The crucial difference would occur at the seafloor. With heterotrophic bacteria, rapid turn-over of phytodetritus at the sea floor likely controls the oxygen and nutrient chemistry of the oceanŐs interior (Suess, 1988). Unless chemoautotrophic archaea or bacteria could remineralize the raining organics as effectively as before extinction, the surface ecosystems of a planet without heterotrophic bacteria would see a long-term decrease in nitrogen and carbon stocks. Subduction would ultimately return some of the material to the top (in terms of elevation -- volcanoes!) of the terrestrial ecosystems, but the fluxes and stocks would be much reduced. After millions of years, at least an entire kindom of life would be gone, the trophic structures of all ecosystems greatly simplified, and the oceanic availability of organic building blocks greatly reduced.

References:

Jumars, P.A. 1997. Class notes -- marine nitrogen cycle handout.

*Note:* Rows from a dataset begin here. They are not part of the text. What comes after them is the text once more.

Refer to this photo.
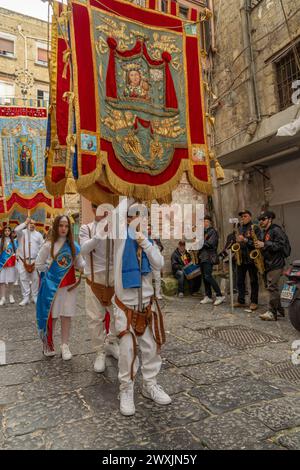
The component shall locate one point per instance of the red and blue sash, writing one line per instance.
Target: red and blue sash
(8, 256)
(61, 267)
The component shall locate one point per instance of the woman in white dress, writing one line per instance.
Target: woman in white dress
(57, 260)
(8, 271)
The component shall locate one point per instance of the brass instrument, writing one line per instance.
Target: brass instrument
(236, 250)
(256, 254)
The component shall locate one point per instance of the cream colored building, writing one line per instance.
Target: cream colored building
(23, 59)
(256, 70)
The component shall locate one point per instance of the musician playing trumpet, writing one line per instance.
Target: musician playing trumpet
(247, 265)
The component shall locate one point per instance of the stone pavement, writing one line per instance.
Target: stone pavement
(226, 394)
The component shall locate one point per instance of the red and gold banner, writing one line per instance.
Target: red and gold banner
(135, 84)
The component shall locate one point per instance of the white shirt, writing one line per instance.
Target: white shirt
(35, 239)
(44, 256)
(98, 248)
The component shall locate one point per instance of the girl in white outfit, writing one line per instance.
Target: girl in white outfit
(8, 272)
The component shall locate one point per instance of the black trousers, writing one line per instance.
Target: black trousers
(241, 282)
(209, 280)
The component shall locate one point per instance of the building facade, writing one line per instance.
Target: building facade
(24, 76)
(255, 77)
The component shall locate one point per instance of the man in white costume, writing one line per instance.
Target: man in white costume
(134, 262)
(30, 242)
(94, 251)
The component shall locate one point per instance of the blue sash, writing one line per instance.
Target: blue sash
(49, 285)
(7, 254)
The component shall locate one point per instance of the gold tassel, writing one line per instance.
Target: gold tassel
(70, 186)
(219, 171)
(210, 119)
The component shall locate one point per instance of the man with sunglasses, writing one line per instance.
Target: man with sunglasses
(244, 238)
(273, 249)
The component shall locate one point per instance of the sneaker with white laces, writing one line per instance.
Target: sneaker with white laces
(99, 364)
(206, 300)
(48, 350)
(65, 352)
(156, 393)
(127, 407)
(219, 300)
(112, 349)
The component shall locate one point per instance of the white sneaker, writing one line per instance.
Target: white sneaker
(156, 393)
(99, 364)
(65, 352)
(48, 352)
(219, 300)
(127, 407)
(112, 349)
(206, 300)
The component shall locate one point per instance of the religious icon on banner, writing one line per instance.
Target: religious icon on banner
(26, 166)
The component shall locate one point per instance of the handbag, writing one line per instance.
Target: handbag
(191, 271)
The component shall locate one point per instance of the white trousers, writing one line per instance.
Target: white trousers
(25, 280)
(157, 282)
(96, 315)
(151, 360)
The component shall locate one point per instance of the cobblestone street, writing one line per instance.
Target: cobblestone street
(226, 394)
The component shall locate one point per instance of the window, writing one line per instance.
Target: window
(183, 12)
(42, 98)
(164, 6)
(7, 92)
(7, 45)
(287, 72)
(42, 55)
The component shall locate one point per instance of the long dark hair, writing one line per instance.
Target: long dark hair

Jumars, P.A. 1997. Concepts in biological oceanography: An Interdisciplinary Primer. Oxford University Press, New York, p. 181.

Suess, E. 1988. Effects of microbe activity. Nature, Vol. 333, 5 May, pp. 17-18.

Queries:

How do insects assimilate organic nitrogen? Are they protists? What about protozoans: how do they assimilate? Do wood-boring marine organisms have heterotrophic bacterial symbionts to assist in the assimilation of cellulose and other macrophytic tissues?